Brian Knowles, Gloucester, England [SEE PROFILE BELOW]

Precious Seed

The trustees of Precious Seed have asked Brian Knowles, chairman of Western Counties and South Wales Evangelisation Trust, for some preliminary observations on the Charities Act (2006) and its implications for ‘church’ fellowships. As with many pieces of new legislation, provisions take effect progressively and much has still to be learned about the requirements of this Act. We are most grateful for our brother’s careful and thoughtful help in these difficult matters and set out below is his reply. This will no doubt raise questions in our readers’ minds. If these are sent to us c/o of our Articles Editor, Brian has kindly agreed to explore the issues and do his best to provide answers in due course.

The new ‘Charities Act’ passed its final parliamentary stages and became law in England and Wales on November 8th 2006. In many respects the Act sets out to simplify statutory requirements that apply to small charities and most assemblies fall into this category.

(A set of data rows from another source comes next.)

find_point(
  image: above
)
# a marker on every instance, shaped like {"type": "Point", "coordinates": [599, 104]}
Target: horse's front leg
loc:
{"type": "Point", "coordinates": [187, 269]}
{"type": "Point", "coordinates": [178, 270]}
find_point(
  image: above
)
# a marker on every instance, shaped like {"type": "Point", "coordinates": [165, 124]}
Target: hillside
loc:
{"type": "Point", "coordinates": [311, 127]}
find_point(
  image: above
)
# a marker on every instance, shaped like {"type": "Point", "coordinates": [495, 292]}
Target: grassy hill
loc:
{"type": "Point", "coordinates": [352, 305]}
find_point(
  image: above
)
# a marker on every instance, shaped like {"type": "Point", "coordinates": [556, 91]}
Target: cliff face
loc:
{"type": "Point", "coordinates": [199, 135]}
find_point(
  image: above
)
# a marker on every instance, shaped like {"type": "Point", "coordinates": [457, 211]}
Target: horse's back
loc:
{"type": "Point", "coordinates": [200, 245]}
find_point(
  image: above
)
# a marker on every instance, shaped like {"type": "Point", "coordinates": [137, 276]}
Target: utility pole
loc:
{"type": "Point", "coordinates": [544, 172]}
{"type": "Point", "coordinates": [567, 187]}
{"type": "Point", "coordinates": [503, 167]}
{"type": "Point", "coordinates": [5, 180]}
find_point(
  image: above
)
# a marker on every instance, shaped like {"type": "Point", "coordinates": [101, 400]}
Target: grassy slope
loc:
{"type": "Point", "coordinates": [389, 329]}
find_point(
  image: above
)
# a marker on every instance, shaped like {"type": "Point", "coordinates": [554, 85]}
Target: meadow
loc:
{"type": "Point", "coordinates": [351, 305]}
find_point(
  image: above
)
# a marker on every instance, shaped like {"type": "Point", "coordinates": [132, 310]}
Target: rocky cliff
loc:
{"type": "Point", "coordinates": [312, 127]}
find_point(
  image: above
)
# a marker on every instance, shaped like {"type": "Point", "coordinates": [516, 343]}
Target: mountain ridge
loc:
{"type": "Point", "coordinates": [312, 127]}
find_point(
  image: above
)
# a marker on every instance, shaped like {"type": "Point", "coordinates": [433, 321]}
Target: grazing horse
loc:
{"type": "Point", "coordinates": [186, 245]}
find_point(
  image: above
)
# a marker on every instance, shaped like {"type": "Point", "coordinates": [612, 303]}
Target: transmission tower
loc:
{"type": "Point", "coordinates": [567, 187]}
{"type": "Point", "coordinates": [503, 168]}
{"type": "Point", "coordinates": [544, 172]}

Under previous legislation, ‘the advancement of religion’ was one of the principal definitions used to classify a charity as such. This remains the case and is re-stated in a list which this new Act has extended. However, ‘charities’ are now to be defined as bodies which exist ‘for the public benefit’. During debate in the House of Commons strong assertions were made to the effect that religious institutions significantly contribute to the good of society, benefiting not only those who take part in acts of worship but the public in general. English case law supports this concept and it is not expected that The Charity Commission, which will oversee the provisions of the Act, will challenge recognized Christian churches. Its decisions, however, can be appealed to a Charity Tribunal which will be established.

The Charities Act (2006) requires charities in England and Wales which have a gross income above £5,000 per annum to register with the Charity Commission unless they are ‘excepted charities’ which are grouped under certain specific historic denominations. Needless to say ‘the assemblies’ as such are not included in these. The Act is to be reviewed after the elapse of one year and there are strong indications that the threshold for registration will then be increased to £10,000 per annum. However, even the smallest charity with a gross income below the threshold may register if it so wishes.

The processes of registration and the implications thereafter for small charities have been simplified. The fundamental purpose of the registration requirement is necessarily to promote openness, honesty and clarity for those bodies which collect monies from individuals and use or distribute it for charitable purposes. A significant benefit arising from recognition of charitable status is the ability for such a charity to reclaim income tax which donors have paid in respect of sums donated, thereby increasing their income raised by such gifts to them by 28%.

It is the writer’s opinion that charity legislation exists to ensure protection against fraud or misuse of monies donated for the benefit of others or, to use our terminology, ‘the advancement of the Lord’s work’. Registration is not new and many assemblies have registered years ago. Its purpose is to protect rather than investigate.

AUTHOR PROFILE: Brian Knowles has enjoyed fellowship with assemblies in Bristol and Gloucestershire for more than 45 years. He has been a trustee of the Western Counties and South Wales Evangelisation Trust for 30 years and is presently its Chairman.